Bir hac mevsimini konu alan bu güzel romanı yine bir hac mevsiminde okuyup bitirmek güzel bir tevafuk oldu benim için.
Bir bayram kuşluğunda, Mina Vadisi'ndeki muaysım tünelinde 1990 yılı hac faciası olarak yaşanan facianın tanığı olan yazar, anlamlı bir hayatı ve onun ardından gelen güzel bir sonu bu romanda ölümsüzleştiriyor.
Dağardı'lı bir yetim olan Reşit'in yüreklere dokunan hayat hikayesini ben çok beğendim. Önceleri dayısının himayesinde, daha sonra bir nalbant çırağı olup azim ve başarı dolu bir serüvenle mimar olan kahramanımız bizlere çıkaracağımız nice dersler veriyor.

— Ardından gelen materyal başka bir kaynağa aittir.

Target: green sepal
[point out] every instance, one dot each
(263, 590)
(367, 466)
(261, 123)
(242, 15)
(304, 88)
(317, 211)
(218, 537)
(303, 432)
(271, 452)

Sabiha hanımla devam ettiği hayat hikayesi, bir kız bir erkek evlatla beraber bir damat bir gelin daha sonra iki güzel torunla büyüyen bir aile oluyor. Ve o kutlu beldede hacı olduktan sonra anlamlı bir son buluyor.
Severek okuyacağınıza inandığım roman sizlerden dualarınızı, fatihalarınızı bekleyen nice hayatı içinde barındırıyor...
Duayla kalın, vesselam...
Tamirci Mahmut Usta için yapılan umre tamamlanınca mimar derin bir nefes aldı, kendisine bu vefa duygusunu veren Allah'a şöyle hamd etti:
- Allah'ım! Vechinin celâline ve saltanatının azametine yaraşır şekilde sana hamdolsun.
- Ecdadımızın hissiselim ve zevkiselim sahibi olduğu şu revaklardan ve onların üzerine oturtulan zarif kubbelerden ne güzel anlaşılıyor, dedi. Bedevinin bu yüksek idraki anlamasını bekleyemezsin. Köylülük azizim, şu mukaddes evin önüne kadar dayanmış. Param var, öyleyse yaparım anlayışı ne ucubelerin hayat bulmasını sağlamış, aklım almıyor. Adamların mimarisi, kendileri gibi dört köşe! Ne bir incelik, ne de bir saygı izi var. Onların diktiği revakların üzerinde tavaf edenler, neredeyse Kâbe'nin içini görüyorlar. Sen çık, yirmi metre yukarıdan Kâbe'yi tavaf et, olacak iş mi bu?